Thursday, 4 June 2009

Pia Tafdrup: Over the Water I Walk (II) - 3


Thoughts and ideas do not become exhausted in the age in which they were born. The past is constantly present, so that even though I live in the twentieth century, I am confronted with earlier epochs. ‘Of course one is part of an age,’ Karen Blixen said.. But she added: ‘Well, I can’t really say of myself that I belong to a particular generation, for ever since I was a child I have read - well, the classics - Dante and Shakespeare and Euripides…’


It is not a question of how far nowadays it is possible to reproduce older verse forms or rhetorical figures. Classical aesthetic ideals should not be abandoned, nor should they be sentimentalized, but only employed if they have a justification for it. A quest for original values can easily assume the character of compulsion or sterility – free access to the sources, on the other hand, is something quite different.

When two ages confront each other, a further dimension may be added to the poem. A number of traditional features still exist in poetry, fully deliberate, but they enter a new complexity, where the pulse is different and where, for example, the measure is taken of the peculiarly musical quality of the Danish language. To work one’s way into this field of tension is a challenge, a charged and condensed place to be.

Someone has set a level that cannot be ignored. The classical starting point – for me Hölderlin, Mallarmé, Rilke, Celan, Char and Sachs – determines actual new creation. It is in interaction and contrast that my lyrical profile comes into being. At any rate,t I cannot possibly avoid writing under the influence of what has already been written. I write my individuality in an attempt to synthesize past and present. I ‘cut my sleep shadow in the darkness. Drag my wings through the mire.’


If people now talk so paradoxically about reinventing tradition, it is because the classics have lived a suppressed existence. It has long been the vogue to take a critical attitude, which in practice has meant that many have been so preoccupied with breaking tradition that they have not had much to do with it. Others have as a matter of course taken the classics into their intellectual orbit, quite simply because eminent works have been written before our own time. The reinvention expresses itself mainly as a rereading, but in some cases also as a rewriting.

Dialectics in art arises in the field of tension between tradition and experiment. By all means call it modern to criticise the criticism that has set the modern works alone at the centre. The cultural context is that the works exist side by side: the new books and the classics.


I live between the echo of the poems that went before, and the whispering and murmuring that is already being heard from poems that are still to be written.

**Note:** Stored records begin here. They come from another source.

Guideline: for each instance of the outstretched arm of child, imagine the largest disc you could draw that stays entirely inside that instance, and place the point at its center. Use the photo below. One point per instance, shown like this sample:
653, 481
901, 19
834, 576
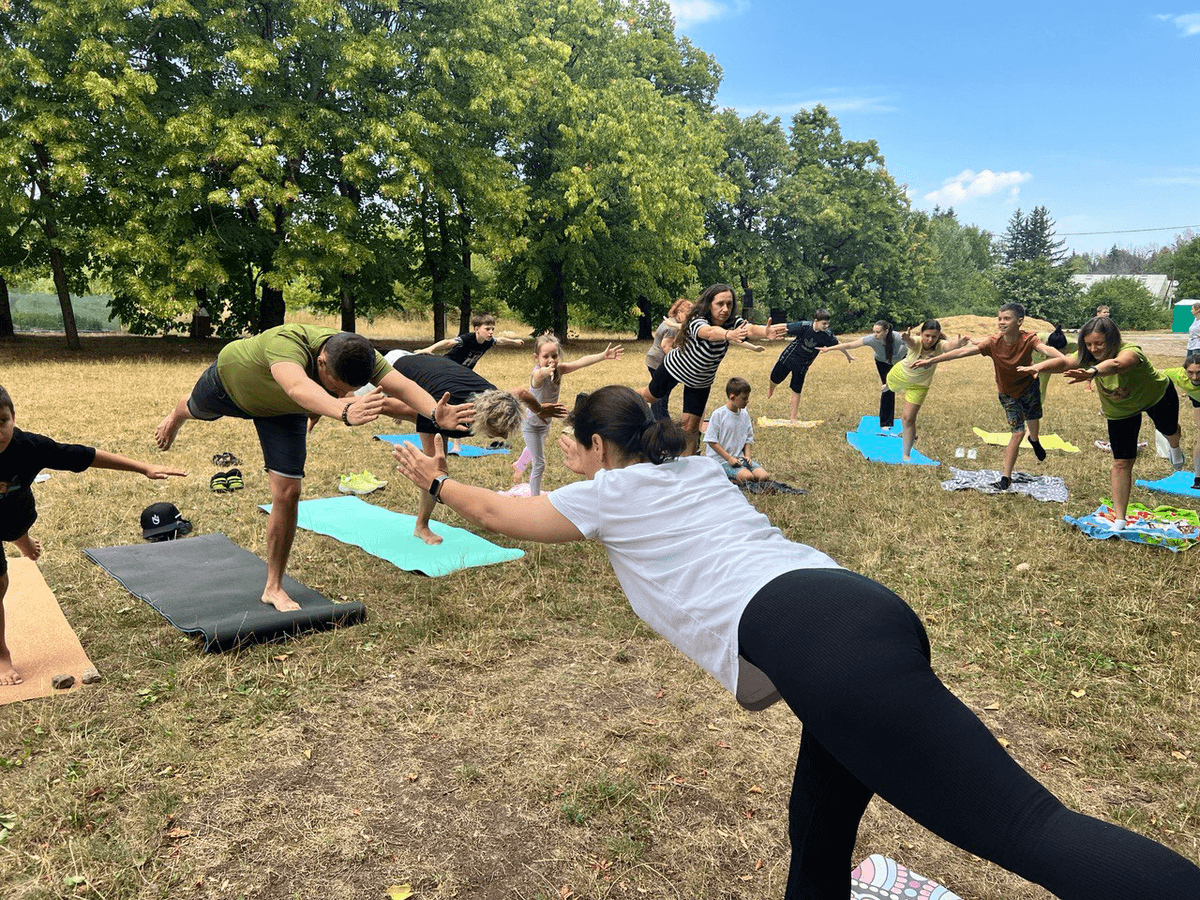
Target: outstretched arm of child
439, 346
960, 353
522, 517
106, 460
611, 352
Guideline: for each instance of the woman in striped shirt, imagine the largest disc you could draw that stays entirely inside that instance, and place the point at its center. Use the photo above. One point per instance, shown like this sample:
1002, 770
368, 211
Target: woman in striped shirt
706, 335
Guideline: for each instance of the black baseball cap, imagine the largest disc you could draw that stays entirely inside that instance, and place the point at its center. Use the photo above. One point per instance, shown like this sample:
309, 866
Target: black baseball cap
163, 521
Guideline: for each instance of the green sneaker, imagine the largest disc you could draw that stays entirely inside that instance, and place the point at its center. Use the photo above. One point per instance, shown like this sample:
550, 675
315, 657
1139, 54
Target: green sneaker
359, 484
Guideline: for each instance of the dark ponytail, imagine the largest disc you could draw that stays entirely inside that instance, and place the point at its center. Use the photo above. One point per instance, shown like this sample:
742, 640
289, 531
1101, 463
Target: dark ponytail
621, 417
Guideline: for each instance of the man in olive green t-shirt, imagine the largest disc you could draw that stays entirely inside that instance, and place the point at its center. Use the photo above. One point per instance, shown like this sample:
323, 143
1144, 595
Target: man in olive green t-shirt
283, 379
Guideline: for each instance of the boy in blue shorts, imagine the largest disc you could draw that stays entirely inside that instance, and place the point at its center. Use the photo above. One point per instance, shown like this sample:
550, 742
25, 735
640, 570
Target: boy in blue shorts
799, 354
730, 433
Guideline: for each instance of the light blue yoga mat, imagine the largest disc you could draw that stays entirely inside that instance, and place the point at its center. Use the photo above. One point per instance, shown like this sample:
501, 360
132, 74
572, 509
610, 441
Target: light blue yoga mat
1177, 483
389, 535
467, 449
880, 445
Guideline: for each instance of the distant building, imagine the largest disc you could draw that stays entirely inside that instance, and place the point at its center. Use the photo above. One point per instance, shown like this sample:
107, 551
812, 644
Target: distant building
1161, 287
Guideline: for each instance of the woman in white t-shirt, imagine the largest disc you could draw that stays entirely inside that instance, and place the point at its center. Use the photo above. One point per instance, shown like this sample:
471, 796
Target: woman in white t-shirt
772, 619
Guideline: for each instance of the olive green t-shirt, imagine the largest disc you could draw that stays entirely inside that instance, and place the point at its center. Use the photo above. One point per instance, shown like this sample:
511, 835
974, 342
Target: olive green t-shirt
1182, 382
245, 366
1127, 394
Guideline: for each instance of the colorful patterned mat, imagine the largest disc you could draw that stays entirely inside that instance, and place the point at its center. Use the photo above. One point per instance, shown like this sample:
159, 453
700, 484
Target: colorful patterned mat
879, 877
1167, 527
1177, 483
1049, 442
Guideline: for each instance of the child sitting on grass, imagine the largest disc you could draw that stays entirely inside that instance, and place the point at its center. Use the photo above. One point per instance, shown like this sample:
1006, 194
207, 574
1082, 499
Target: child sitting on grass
22, 456
731, 431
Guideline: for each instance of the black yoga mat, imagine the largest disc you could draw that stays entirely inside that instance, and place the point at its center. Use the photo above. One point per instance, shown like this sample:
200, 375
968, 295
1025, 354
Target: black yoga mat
211, 587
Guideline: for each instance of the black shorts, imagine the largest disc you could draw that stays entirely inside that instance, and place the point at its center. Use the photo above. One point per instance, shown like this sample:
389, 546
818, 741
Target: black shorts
694, 399
1123, 432
781, 369
283, 438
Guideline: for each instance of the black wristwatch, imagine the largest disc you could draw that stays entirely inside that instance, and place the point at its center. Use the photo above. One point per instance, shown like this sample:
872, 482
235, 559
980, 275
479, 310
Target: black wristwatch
436, 487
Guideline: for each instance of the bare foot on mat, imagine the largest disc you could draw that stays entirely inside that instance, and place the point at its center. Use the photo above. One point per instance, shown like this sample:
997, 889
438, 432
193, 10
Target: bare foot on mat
280, 600
29, 547
426, 535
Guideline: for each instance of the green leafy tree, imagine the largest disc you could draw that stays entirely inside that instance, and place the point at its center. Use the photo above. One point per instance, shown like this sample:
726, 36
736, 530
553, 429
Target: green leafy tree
1185, 268
741, 249
1131, 304
617, 167
1044, 291
961, 261
847, 237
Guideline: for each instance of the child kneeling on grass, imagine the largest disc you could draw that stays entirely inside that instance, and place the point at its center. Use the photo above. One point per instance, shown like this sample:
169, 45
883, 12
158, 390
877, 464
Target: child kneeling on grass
731, 431
22, 456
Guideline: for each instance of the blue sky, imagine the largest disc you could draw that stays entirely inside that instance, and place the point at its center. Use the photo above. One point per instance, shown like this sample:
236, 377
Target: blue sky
1091, 109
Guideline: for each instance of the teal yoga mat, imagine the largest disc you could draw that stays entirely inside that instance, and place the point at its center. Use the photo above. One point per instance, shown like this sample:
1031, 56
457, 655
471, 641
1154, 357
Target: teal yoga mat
466, 451
389, 535
879, 445
209, 586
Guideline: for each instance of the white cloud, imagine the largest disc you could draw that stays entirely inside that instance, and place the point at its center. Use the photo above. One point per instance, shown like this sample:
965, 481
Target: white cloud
969, 185
1188, 23
695, 12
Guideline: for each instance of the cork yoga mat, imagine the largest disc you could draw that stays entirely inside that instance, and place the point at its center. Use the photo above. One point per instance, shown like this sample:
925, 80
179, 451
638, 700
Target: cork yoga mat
39, 636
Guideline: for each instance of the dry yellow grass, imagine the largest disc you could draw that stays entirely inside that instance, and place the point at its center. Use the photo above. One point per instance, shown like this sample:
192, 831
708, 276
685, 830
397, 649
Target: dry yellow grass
514, 731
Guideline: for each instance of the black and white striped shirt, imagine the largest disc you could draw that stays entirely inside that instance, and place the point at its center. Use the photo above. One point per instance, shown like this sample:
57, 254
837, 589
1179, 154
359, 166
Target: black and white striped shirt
695, 365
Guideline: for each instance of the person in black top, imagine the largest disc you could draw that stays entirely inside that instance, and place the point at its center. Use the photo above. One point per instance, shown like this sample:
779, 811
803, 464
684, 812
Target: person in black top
799, 354
468, 348
497, 412
22, 456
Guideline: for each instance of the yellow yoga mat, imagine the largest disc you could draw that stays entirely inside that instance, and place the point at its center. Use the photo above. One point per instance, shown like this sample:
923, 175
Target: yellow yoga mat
1050, 442
39, 636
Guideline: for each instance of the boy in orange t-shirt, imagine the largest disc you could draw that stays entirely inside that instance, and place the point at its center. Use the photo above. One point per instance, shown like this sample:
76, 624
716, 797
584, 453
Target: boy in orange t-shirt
1019, 394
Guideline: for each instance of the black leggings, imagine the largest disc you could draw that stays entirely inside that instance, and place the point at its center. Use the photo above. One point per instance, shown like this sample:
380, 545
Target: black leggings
851, 659
887, 396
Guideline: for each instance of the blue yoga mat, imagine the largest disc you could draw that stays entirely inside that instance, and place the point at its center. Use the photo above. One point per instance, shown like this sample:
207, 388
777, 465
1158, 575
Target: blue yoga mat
1177, 483
879, 445
389, 535
467, 449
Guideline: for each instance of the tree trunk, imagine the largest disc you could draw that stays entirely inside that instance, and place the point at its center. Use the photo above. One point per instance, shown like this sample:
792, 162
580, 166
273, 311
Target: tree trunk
6, 328
271, 311
465, 305
747, 298
645, 330
347, 310
558, 301
60, 286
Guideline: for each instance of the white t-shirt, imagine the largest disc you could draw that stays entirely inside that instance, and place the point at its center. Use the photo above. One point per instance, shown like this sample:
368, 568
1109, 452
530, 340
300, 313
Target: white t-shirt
690, 552
732, 430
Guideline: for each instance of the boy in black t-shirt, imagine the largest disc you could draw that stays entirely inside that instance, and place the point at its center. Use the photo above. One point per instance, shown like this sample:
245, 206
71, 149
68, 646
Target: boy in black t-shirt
466, 349
22, 456
798, 355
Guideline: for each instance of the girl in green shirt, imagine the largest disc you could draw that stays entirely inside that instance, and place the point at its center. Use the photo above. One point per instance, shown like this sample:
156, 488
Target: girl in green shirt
1128, 385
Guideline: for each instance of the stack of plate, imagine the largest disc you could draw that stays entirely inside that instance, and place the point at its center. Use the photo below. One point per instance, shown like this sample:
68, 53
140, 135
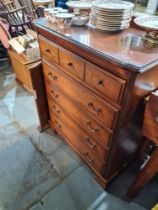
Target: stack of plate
111, 15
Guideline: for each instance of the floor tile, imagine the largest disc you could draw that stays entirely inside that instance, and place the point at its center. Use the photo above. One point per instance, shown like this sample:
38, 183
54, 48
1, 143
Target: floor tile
25, 175
59, 198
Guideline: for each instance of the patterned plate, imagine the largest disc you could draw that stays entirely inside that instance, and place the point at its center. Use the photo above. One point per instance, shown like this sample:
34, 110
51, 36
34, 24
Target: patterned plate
147, 22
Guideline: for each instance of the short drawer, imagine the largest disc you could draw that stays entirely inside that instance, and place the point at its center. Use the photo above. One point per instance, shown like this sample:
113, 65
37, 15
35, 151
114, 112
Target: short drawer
75, 140
49, 50
71, 64
87, 140
93, 104
107, 84
78, 115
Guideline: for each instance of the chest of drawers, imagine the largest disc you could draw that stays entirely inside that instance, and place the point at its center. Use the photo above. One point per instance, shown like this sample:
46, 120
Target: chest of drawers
93, 102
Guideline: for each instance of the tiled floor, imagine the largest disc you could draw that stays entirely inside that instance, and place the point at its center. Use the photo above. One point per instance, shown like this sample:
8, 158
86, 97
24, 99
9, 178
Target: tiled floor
38, 171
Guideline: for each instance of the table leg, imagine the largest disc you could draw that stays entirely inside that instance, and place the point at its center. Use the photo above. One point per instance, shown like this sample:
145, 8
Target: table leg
149, 170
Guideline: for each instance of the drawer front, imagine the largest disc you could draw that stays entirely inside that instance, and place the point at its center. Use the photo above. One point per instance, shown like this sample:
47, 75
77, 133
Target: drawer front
72, 64
82, 118
104, 82
100, 109
75, 140
87, 140
49, 50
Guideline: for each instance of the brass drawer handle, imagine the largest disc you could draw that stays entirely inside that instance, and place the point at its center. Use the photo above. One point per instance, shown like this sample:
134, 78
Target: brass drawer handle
93, 130
86, 155
52, 77
56, 110
70, 64
55, 95
96, 110
100, 82
90, 144
57, 124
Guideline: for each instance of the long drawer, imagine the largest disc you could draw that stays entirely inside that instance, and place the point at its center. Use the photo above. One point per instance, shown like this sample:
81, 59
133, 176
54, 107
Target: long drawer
75, 140
81, 117
72, 64
86, 139
49, 50
105, 83
100, 109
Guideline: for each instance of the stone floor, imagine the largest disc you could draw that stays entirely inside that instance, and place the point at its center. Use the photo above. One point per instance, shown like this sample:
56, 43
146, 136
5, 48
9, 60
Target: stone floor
38, 171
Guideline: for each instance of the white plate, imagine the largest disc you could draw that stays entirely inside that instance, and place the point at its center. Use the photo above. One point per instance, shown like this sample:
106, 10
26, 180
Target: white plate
79, 4
147, 22
119, 5
64, 15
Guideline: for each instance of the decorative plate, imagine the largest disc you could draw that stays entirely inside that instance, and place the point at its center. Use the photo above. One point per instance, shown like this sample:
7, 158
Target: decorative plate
120, 5
147, 22
79, 4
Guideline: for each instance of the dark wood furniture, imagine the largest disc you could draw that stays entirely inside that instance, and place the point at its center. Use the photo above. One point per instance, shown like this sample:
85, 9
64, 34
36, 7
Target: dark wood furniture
150, 130
95, 84
15, 17
22, 68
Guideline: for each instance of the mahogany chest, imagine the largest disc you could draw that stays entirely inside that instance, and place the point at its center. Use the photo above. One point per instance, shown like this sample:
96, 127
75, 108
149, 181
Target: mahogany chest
95, 84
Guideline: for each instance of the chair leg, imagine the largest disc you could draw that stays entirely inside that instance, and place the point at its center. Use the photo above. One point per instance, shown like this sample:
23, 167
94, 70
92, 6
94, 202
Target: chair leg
149, 170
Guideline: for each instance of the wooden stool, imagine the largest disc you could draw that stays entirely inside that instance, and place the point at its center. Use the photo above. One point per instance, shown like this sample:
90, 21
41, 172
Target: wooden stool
150, 131
47, 3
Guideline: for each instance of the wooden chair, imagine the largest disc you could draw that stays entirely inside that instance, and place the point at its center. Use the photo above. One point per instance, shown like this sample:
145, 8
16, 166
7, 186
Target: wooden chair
150, 131
31, 11
15, 17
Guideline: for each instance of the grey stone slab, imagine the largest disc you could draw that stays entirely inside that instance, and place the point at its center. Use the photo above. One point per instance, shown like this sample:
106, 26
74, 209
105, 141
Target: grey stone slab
37, 206
25, 176
65, 160
83, 188
59, 199
59, 154
107, 201
46, 142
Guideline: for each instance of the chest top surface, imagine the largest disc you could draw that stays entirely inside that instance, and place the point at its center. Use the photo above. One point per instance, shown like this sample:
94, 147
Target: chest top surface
127, 48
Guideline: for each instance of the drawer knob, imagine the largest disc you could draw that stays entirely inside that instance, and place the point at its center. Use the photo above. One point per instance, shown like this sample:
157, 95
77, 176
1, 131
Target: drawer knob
56, 110
100, 82
70, 64
57, 124
90, 144
86, 155
55, 95
93, 130
52, 77
47, 50
96, 110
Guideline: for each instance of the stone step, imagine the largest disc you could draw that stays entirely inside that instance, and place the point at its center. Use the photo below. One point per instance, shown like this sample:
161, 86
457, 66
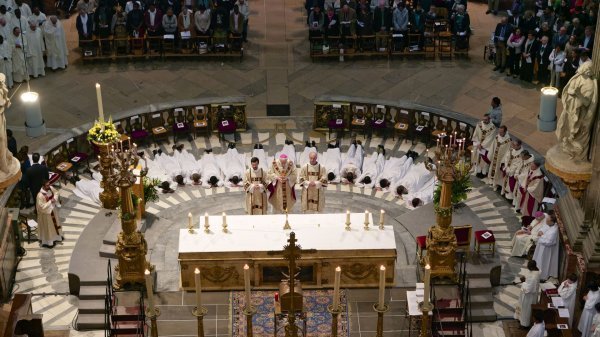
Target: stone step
91, 322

translated from Danish by David McDuff

Over the Water I Walk (II) - 1
Over the Water I Walk (II) - 2

Note: the posts with the translated text of Chapter I can be accessed here.


Eric Dickens said...

I notice that the names Tafdrup mentions as classical in the middle of the article are somewhat newer (except for Hölderlin) than what we think of in general as such poetry.

One good point here is that you cannot, as an author, help being influenced by what you have read, what has gone before. Reïnvention, rereading, rewriting are all interesting in this context.

David McDuff said...

Re the poets named: I don't see any contradiction - they are all nineteenth and twentieth century classics.

Eric Dickens said...

I was maintaining a distinction between older, classical classics, such as Hölderlin (c.f. Goethe, Schiller, etc.) and the more Modernist classics, such as Rilke and especially Celan.

But maybe I just haven't read enough Hölderlin to see why Tafdrup groups him with the rest.

I find the word-group "classic", "classical", etc., rather problematical as it can refer to various things, despite there being a theoretical distinction between those two words when used as adjectives.

David McDuff said...

I think that if you did read Hölderlin, you would see why Pia groups him with the others. H's poetry was in many ways far in advance of its time, and it presages not only Rilke but also Celan.

The concept of a literary "classic" may not be a very precise one, but it is in common use.